Bidat olan istihareler

 

        Yaygın hatalı kanaate göre bazı insanlar, istiharenin, ancak bir takım insanların dua etmesi  ve  uykuda  rüya  görülmesi  durumunda  söz  konusu  olabileceğini  sanmaktadırlar. Bu, Allahu Teala’nın emretmediği ve Peygamberin (sallallahu aleyhi ve sellem) sünnetinde de  yeri  olmayan  bir  aşırılıktır.  Bu  husus,  Müslümanlar  için  mutlak  anlamda  gerekli olmayan   bir   zorlamadan   kaynaklanmış   olup,   bu   durum   kendilerini,   Peygamberin (sallallahu aleyhi ve sellem) sünnetlerinden biri olan büyük bir sünneti tahrif etmelerine ve onun sevabından, bereketinden ve nimetlerinden mahrum kalmalarına yol açmıştır.758

        Müslüman  kardeşim!  İstihareden  sonra  gönlünün  huzur  bulacağı  şeyi  yap.  Daha önce isteyip arzuladığın bir meseleye gönlüm huzur buluyor diyerek itimad etme. İşin en başında,  karar  verilecek  hususla  ilgili  olarak  bir  tercihin  söz  konusu  ise  önce  bundan kurtulman  gerekir.  Yoksa  bu  durumda,  neyin  hayırlı  olup  olmadığı  konusunda  Allah’a müracaat  etmiş  olmayacağın  gibi,  maazallah  kendi  heva  ve  arzuna  muracaat  etmiş olacağın sonucu ortaya çıkar.759

        İşte,  insanların  birçoğu,  teşvik  edilen  ve  dinin  özüne  uygun  olan  istihareden haberdar olmadıkları  için onu terketmiş, buna mukabil Kitapta ve sünnette yeri olmayan, selefi  salihinden  hiç  kimsenin  nakletmediği  birçok  bidat  ihdas  etmiş  ve  dine  sonradan yamanan  bu  türedi  inançlara  sıkı  sıkıya  bağlanmışlardır.  Şayet  bir  kimse,  Peygamberin (sallallahu aleyhi ve sellem) sünnetine uyarak bu kimselerin ortaya koyduğu bidati kabul etmeyecek  olsa,  kendisini  sert  bir  dille,  acımasızca  eleştirirler  ve  bu  kişiyi  dine  karşı gelmekle, din düşmanı olmakla, inatçılıkla ve (kanaatlerinde) aşırı olmakla suçlarlar.

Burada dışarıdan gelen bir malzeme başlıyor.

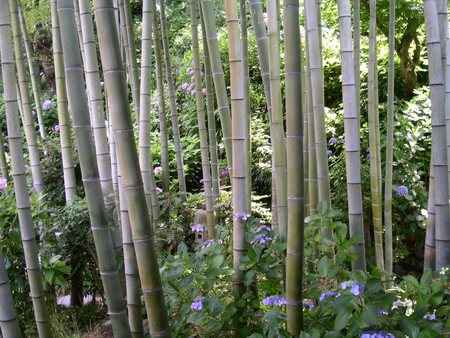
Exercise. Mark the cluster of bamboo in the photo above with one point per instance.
(112, 166)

        Biraz önce, zikrettiğimiz uyku şartına gelince; Sanki bu, kişinin niyet ettiği bir konuda hayır olup olmadığını anlaması için uykuda bunu görmeyi şart koşar. Veya kişi, rüyasında yeşil veya beyaz görürse, bu, kendisi için hayırlı; kırmızı veya siyah görürse bu da hayırsız

ve uğursuz anlamına geldiğini zannetmesi Kur’an ve Sünnetten hiçbir asla dayanmadığı için butür şeylerin şart koşulması bid’attır.

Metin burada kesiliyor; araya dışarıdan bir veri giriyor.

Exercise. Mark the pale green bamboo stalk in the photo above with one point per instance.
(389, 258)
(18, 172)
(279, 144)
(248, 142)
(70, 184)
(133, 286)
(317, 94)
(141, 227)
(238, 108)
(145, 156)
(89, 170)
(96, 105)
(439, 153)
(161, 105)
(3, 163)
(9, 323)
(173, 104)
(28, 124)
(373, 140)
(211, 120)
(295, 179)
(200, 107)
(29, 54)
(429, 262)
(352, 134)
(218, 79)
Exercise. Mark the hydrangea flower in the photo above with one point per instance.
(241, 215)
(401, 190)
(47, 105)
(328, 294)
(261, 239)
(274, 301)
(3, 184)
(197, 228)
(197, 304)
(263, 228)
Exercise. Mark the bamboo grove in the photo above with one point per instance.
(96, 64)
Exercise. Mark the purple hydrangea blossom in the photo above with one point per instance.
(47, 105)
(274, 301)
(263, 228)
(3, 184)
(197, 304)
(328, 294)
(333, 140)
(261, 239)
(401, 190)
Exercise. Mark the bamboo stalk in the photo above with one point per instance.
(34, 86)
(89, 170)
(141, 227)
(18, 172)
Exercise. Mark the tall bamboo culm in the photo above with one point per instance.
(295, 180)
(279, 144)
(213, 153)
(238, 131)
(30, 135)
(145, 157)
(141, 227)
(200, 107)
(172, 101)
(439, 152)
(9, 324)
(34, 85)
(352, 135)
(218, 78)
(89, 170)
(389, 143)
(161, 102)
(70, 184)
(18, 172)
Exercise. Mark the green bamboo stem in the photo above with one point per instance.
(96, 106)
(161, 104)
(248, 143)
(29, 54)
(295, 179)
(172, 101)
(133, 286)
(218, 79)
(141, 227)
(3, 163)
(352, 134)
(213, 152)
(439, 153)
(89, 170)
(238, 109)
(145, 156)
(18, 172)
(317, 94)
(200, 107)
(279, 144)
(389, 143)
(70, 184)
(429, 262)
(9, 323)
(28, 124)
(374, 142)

        Tespih istiharesi: Bunu ya ihtiyaç sahibinin kendisi yapar veya onun adına başkası yapar.  Kişi  tespihi  eline  alır  ve  ihtiyacı  olan  şeyi  bu  tespihe  okur  veya  söyler.  Sonra tanelerinin bazısını önüne toplar ve bunları saymaya başlar. Eğer saydığı tespihlerin adedi tek sayı ise niyetinden vazgeçer, çift sayı ise niyetinin hayırlı olduğu kanaatine ulaşır.

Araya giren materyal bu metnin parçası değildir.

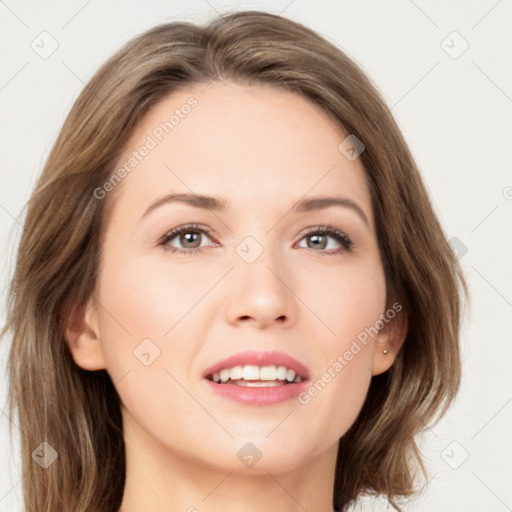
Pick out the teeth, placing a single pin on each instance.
(264, 374)
(250, 372)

Allah  aşkına  bu  uygulamanın,  kuşu  serbest  bırakıp,  eğer  kuş  sağa  uçarsa  bunun hayırlı,  sola  uçarsa  hayırsız  olduğu  sonucuna  ulaşan  Cahiliye  dönemi  Araplarının  batıl inançlarından  ne  farkı  vardır?  Halbuki  İslam,  “Kuşlar  aracılığıyla  bir  şeyin  uğurlu  veya uğursuz olduğuna karar verme” anlamındaki bu faaliyeti yasaklamıştır.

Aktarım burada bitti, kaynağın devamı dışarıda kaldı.